Nope, not yet. I'm proud of the songs, but they sound like distorted farts. They'll be up in about a week or so, once they're closer to being mixed right.
 
nice nice, the second i get my stuff, im locking myself in my room and not coming out in days.. what kind of stuff do you have?

i just ordered a fostex vf80 ex and a studio projects b1
 
My monitoring chain cost me around £80 ($150).

£50 for a used (although it seemed brand new when I got it) Yamaha natural sound amp. It's a hi-fi unit but there is a direct through switch which bypasses all of the unecessary circuitry (eq etc) so it doesn't colour things too much.

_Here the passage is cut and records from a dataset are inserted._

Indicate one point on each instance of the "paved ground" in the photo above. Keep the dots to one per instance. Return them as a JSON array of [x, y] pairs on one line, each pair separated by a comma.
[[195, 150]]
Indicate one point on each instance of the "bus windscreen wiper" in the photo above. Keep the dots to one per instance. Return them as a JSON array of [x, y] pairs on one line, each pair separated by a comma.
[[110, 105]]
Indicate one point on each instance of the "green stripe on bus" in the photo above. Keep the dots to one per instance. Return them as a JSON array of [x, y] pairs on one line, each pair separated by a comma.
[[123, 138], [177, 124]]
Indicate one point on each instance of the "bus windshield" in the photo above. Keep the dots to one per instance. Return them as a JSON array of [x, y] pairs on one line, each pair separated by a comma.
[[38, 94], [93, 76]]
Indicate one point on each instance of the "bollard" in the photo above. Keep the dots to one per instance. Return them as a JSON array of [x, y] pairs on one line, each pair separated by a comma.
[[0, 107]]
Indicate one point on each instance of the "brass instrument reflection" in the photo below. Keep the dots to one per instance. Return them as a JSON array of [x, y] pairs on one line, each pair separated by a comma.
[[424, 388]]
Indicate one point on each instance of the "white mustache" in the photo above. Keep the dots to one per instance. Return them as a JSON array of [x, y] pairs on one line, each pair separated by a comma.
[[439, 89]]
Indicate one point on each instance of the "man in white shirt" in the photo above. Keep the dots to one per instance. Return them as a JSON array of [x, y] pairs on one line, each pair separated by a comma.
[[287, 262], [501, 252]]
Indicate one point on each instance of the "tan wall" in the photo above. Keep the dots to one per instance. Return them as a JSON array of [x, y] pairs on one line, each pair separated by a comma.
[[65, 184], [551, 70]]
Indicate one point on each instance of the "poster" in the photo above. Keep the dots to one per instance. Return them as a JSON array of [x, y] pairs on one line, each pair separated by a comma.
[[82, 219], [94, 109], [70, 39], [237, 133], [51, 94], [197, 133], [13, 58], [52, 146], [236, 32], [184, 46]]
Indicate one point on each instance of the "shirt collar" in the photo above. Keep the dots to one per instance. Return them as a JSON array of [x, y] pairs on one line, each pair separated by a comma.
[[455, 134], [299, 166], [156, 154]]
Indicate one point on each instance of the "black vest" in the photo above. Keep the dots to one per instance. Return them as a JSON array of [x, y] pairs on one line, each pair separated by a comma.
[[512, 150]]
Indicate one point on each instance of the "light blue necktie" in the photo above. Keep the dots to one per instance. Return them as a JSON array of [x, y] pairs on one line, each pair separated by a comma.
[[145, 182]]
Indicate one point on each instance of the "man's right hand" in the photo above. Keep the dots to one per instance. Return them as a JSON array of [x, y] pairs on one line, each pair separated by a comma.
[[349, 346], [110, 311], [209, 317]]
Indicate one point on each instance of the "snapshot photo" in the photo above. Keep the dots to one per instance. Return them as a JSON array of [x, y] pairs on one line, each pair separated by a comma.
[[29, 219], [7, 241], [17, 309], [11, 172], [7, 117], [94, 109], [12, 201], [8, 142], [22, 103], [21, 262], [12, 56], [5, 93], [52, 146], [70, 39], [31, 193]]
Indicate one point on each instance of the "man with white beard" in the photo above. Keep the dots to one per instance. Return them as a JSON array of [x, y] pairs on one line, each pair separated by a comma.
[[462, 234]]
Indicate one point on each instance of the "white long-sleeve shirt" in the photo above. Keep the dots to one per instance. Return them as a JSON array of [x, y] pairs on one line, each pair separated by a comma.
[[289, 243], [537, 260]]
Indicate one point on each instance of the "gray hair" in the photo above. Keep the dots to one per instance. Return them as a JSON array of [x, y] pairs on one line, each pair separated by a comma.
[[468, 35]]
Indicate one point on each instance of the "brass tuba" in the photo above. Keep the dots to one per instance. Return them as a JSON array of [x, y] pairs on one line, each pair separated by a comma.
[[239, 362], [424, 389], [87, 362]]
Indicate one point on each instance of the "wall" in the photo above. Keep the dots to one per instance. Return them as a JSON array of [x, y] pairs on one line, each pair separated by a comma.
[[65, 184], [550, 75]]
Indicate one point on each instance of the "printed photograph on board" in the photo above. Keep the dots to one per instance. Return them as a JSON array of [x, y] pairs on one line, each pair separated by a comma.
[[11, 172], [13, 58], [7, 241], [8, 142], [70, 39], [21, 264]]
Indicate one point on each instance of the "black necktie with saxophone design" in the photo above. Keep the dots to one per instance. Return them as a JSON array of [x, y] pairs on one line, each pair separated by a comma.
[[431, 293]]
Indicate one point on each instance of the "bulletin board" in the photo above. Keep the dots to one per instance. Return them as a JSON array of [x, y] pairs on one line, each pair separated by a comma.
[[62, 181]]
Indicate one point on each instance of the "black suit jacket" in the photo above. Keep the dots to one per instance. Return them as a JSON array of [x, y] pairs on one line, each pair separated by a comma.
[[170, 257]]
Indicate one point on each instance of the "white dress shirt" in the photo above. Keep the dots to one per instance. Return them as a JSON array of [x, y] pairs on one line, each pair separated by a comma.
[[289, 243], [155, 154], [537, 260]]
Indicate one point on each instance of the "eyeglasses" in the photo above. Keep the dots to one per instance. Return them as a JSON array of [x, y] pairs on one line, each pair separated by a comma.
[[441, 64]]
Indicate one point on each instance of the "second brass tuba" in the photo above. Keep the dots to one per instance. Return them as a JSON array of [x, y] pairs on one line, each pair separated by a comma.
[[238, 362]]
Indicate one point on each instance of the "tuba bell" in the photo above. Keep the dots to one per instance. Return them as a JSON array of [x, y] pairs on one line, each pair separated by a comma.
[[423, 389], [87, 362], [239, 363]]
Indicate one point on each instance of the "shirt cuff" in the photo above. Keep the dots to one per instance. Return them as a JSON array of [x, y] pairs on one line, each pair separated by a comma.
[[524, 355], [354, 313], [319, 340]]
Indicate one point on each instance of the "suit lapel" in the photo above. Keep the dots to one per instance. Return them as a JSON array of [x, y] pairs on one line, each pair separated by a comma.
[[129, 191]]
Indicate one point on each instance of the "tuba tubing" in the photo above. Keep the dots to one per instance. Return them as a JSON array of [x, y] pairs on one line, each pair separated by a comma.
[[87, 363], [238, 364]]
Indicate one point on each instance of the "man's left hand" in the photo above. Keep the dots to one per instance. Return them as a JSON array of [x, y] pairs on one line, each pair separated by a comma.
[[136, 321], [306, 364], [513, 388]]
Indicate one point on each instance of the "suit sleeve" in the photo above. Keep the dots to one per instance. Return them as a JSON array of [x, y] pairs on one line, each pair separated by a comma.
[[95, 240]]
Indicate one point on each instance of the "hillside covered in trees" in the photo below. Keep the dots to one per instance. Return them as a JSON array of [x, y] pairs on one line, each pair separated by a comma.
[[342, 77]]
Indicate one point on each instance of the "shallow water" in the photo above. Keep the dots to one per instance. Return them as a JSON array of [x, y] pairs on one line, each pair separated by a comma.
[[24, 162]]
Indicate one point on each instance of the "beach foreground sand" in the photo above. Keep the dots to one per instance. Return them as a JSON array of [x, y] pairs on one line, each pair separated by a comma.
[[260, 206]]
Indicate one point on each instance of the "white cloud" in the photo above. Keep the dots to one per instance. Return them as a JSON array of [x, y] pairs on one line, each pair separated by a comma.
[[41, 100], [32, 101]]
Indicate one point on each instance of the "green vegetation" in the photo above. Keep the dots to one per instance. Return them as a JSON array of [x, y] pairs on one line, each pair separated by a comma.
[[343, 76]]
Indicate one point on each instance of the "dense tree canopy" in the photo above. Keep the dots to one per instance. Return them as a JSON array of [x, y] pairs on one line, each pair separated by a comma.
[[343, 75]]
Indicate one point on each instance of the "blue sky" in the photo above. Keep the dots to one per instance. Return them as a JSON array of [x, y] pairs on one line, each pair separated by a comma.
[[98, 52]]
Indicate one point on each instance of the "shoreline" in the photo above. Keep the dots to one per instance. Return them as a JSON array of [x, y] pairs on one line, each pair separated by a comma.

£30 for a pair of IMF super compact 2 monitors. These were made in the 70's in High Wycombe, England and I love them.

I don't claim that this is an excellent monitoring chain but I reckon it's better than a lot of the crappy lower end boxes out there that would still set you back 2 or 3 times what I paid for this lot.

My mixes are transferring much better on this set up than they did on my Event 20/20s anyway.